Joël a 68 ans. Père de 3 enfants, il est veuf et vit aux Sorinières. A l’issue d’une carrière professionnelle très riche vécue sur plusieurs continents, il est un retraité engagé, militant syndical. Sa passion du débat se trouve quelque peu entravée par la visioconférence.
Comment vivez-vous cette crise ?
Avec mon parcours professionnel, qui m’a notamment amené à vivre isolé en Mer du Nord sur des plateformes pétrolières, on peut dire que j’ai une certaine capacité à supporter l’isolement. Donc, même seul, j’ai de la ressource. J’ai aussi la chance d’habiter dans une maison avec un jardin. Mais, autour de moi, je sens que les confinements successifs peuvent faire de gros dégâts : les couples sont mis à l’épreuve, le télétravail peut aussi mener à la déprime et créer des conflits familiaux.
Que pensez-vous du travail de la convention ?
On est encore au début, on a tout juste posé les contours.

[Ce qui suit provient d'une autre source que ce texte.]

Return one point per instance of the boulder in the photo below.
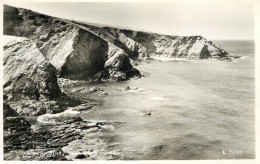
(27, 73)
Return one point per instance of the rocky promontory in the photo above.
(44, 55)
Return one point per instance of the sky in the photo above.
(215, 20)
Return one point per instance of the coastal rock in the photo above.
(118, 64)
(27, 74)
(76, 52)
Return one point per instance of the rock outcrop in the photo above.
(27, 74)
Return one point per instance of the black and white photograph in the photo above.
(122, 80)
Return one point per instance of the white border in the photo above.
(257, 89)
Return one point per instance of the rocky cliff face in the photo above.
(73, 50)
(30, 82)
(192, 47)
(27, 74)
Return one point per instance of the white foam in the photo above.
(48, 118)
(160, 98)
(162, 58)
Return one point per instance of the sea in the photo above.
(180, 110)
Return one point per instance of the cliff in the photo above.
(73, 50)
(83, 51)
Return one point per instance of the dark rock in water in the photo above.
(148, 114)
(8, 111)
(127, 88)
(74, 50)
(39, 141)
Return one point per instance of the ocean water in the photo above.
(187, 110)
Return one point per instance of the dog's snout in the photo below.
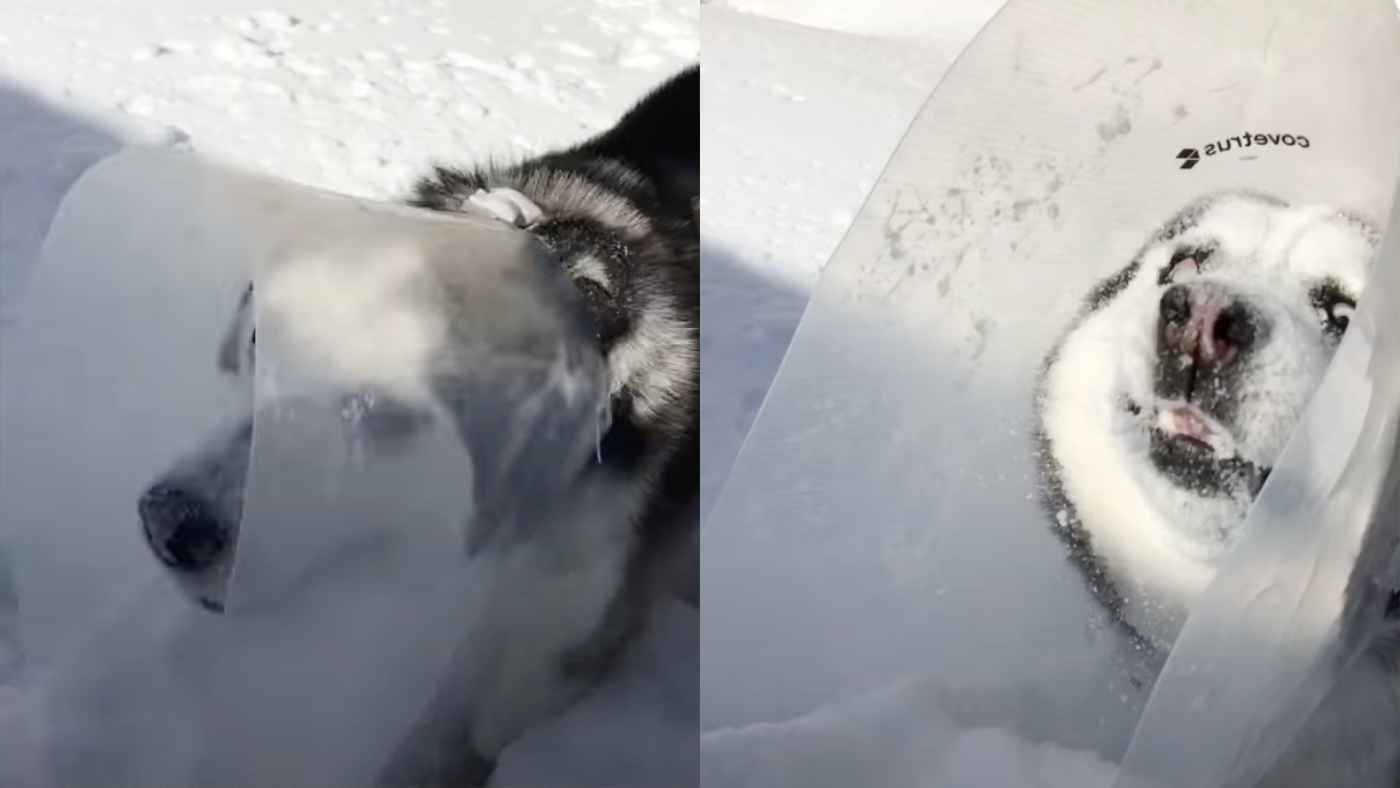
(1204, 326)
(182, 528)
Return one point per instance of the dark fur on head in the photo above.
(620, 213)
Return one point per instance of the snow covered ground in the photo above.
(802, 105)
(357, 98)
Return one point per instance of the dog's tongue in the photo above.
(1190, 421)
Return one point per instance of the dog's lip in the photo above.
(1190, 424)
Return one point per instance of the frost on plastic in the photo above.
(984, 475)
(226, 394)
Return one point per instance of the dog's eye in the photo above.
(1334, 307)
(384, 420)
(1185, 259)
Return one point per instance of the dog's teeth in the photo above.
(507, 205)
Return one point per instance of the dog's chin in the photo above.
(1196, 452)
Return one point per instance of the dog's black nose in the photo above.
(182, 529)
(1204, 326)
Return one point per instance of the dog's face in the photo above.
(191, 515)
(1166, 403)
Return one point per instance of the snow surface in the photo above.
(356, 98)
(798, 123)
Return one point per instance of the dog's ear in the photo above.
(660, 139)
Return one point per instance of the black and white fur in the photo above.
(620, 213)
(1162, 409)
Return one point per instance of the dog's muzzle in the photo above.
(1204, 333)
(182, 528)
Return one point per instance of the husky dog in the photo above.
(1164, 406)
(620, 214)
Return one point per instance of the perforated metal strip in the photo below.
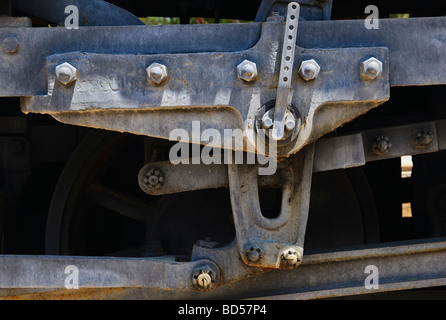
(286, 69)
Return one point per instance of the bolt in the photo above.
(157, 73)
(423, 139)
(290, 122)
(381, 145)
(205, 277)
(371, 68)
(275, 17)
(309, 69)
(154, 179)
(291, 258)
(247, 71)
(66, 73)
(10, 45)
(267, 120)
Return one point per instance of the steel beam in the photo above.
(399, 266)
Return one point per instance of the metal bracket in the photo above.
(284, 90)
(272, 242)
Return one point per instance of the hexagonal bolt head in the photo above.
(291, 258)
(381, 145)
(247, 71)
(10, 45)
(290, 122)
(423, 139)
(267, 120)
(309, 69)
(371, 68)
(154, 179)
(66, 73)
(205, 277)
(157, 73)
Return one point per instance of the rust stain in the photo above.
(79, 294)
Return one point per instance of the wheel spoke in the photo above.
(122, 203)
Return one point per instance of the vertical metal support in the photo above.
(276, 242)
(284, 91)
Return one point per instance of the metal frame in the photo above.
(112, 86)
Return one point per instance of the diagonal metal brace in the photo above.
(272, 242)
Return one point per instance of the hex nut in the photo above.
(309, 69)
(371, 68)
(381, 145)
(291, 258)
(157, 73)
(154, 179)
(247, 71)
(10, 45)
(66, 73)
(267, 120)
(423, 139)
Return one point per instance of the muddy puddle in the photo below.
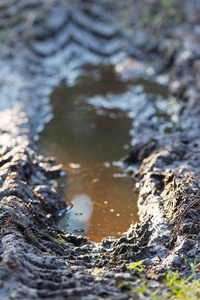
(89, 138)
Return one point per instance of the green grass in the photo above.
(173, 287)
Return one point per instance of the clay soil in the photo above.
(37, 260)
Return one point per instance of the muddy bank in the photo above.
(39, 261)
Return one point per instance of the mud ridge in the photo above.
(39, 261)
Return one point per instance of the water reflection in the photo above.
(87, 140)
(77, 219)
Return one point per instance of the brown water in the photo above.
(88, 141)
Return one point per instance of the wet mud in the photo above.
(38, 261)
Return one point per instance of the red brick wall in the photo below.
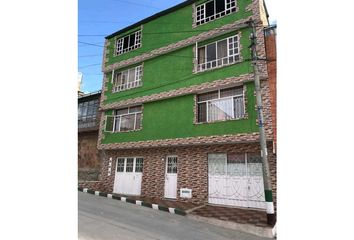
(192, 168)
(270, 43)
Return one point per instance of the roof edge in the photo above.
(155, 16)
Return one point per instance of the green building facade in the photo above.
(178, 104)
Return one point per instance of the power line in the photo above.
(138, 4)
(156, 33)
(94, 55)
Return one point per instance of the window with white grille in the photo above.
(127, 79)
(128, 43)
(222, 104)
(214, 9)
(125, 119)
(219, 53)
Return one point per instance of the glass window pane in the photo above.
(126, 42)
(236, 165)
(220, 6)
(239, 107)
(117, 122)
(135, 109)
(122, 111)
(131, 75)
(138, 121)
(210, 10)
(132, 40)
(254, 164)
(228, 92)
(201, 55)
(211, 52)
(139, 165)
(222, 49)
(130, 163)
(208, 96)
(127, 122)
(120, 165)
(202, 112)
(217, 164)
(220, 110)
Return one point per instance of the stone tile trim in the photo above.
(203, 140)
(260, 45)
(182, 91)
(137, 202)
(105, 53)
(181, 44)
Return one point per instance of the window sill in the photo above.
(219, 121)
(136, 130)
(218, 67)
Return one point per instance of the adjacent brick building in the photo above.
(89, 164)
(178, 106)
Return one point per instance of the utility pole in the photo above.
(262, 136)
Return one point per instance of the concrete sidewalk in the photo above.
(245, 220)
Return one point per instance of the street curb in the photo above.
(267, 232)
(137, 202)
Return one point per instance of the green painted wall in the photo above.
(178, 24)
(173, 118)
(174, 71)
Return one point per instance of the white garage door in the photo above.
(236, 180)
(128, 176)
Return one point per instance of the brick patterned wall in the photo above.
(88, 158)
(272, 73)
(192, 168)
(93, 185)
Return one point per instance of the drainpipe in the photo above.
(262, 136)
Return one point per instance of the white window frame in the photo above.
(116, 117)
(200, 11)
(134, 164)
(222, 98)
(233, 54)
(120, 43)
(138, 73)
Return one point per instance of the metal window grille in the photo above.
(222, 104)
(127, 79)
(127, 119)
(87, 114)
(171, 164)
(120, 165)
(223, 56)
(131, 43)
(139, 164)
(218, 10)
(129, 165)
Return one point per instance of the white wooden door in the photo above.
(171, 177)
(128, 176)
(236, 180)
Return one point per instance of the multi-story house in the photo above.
(178, 105)
(89, 164)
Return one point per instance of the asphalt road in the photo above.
(104, 219)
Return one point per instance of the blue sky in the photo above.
(103, 17)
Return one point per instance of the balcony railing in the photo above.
(87, 123)
(218, 63)
(127, 86)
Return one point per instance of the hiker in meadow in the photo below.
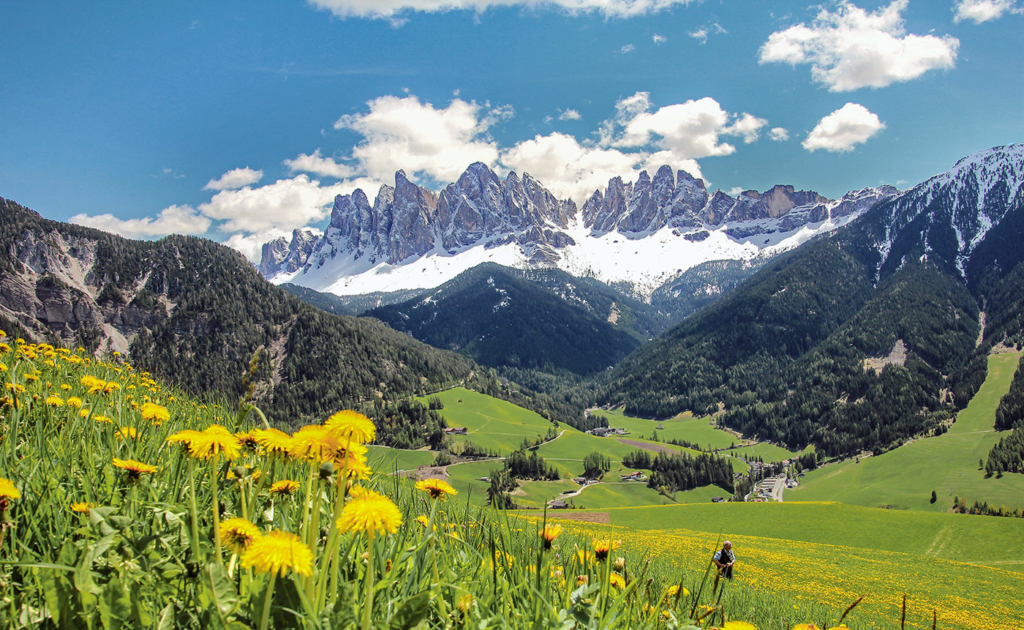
(724, 559)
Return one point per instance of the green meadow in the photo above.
(684, 426)
(390, 460)
(979, 540)
(493, 423)
(947, 464)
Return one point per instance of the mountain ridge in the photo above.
(643, 233)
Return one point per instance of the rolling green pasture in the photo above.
(683, 426)
(979, 540)
(834, 574)
(493, 423)
(389, 460)
(948, 463)
(636, 494)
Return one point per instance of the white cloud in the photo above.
(844, 128)
(747, 126)
(403, 133)
(983, 10)
(173, 219)
(687, 130)
(318, 165)
(567, 168)
(390, 8)
(284, 205)
(235, 179)
(850, 48)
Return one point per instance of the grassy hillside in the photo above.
(493, 423)
(980, 540)
(811, 574)
(947, 464)
(683, 426)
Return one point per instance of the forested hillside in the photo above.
(195, 312)
(863, 338)
(545, 321)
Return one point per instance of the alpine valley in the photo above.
(774, 367)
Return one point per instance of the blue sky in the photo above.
(242, 120)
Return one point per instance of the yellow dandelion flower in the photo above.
(370, 513)
(82, 507)
(273, 442)
(436, 489)
(54, 401)
(465, 603)
(215, 441)
(549, 534)
(284, 487)
(7, 491)
(276, 552)
(247, 439)
(155, 413)
(351, 427)
(239, 534)
(602, 547)
(133, 468)
(312, 443)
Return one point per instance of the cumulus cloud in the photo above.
(388, 9)
(284, 205)
(235, 179)
(843, 129)
(983, 10)
(318, 165)
(683, 131)
(850, 48)
(173, 219)
(567, 168)
(404, 133)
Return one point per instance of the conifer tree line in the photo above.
(681, 471)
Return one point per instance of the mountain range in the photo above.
(643, 234)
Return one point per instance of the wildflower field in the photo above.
(127, 504)
(962, 595)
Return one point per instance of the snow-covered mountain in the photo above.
(643, 233)
(947, 217)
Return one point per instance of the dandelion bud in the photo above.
(327, 470)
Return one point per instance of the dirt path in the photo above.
(646, 446)
(597, 517)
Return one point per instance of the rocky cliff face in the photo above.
(408, 223)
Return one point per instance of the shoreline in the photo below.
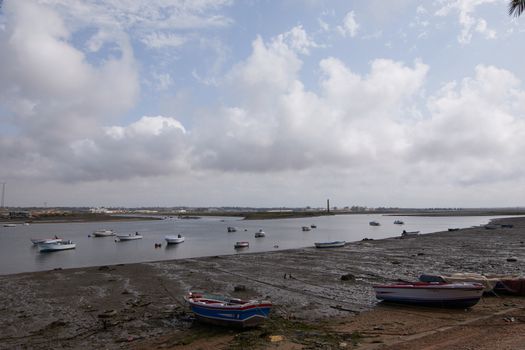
(140, 305)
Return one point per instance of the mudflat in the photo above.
(323, 298)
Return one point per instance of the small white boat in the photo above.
(406, 234)
(129, 237)
(174, 239)
(103, 233)
(37, 241)
(431, 294)
(241, 244)
(51, 246)
(333, 244)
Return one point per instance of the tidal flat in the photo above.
(141, 305)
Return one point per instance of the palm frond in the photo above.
(516, 7)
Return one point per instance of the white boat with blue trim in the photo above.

On va bientôt rentrer dans le dur et ce sera le moment de prendre chacun nos responsabilités, pour choisir les idées que l’on porte. Pour moi, le débat autour d’une table est essentiel : on pousse ses idées, on voit si elles tiennent la route et si l’on s’approche de la vérité, il y a de la convivialité. Le problème, c’est que cette convention se tient en visioconférence : il n’y a pas d’humain, que du cérébral ! Le pilotage technique de la visio, façon « tour de contrôle », fait que parfois les échanges sont brutalement coupés pour passer d’une discussion en groupe à une plénière, des propos restent inachevés entre nous et nous ne pouvons pas les reprendre, comme on l’aurait fait en direct. Avec ces conditions de débat, j’ai peur qu’on reste à la surface des choses.
Y-a-t-il un thème qui vous tient plus à cœur ?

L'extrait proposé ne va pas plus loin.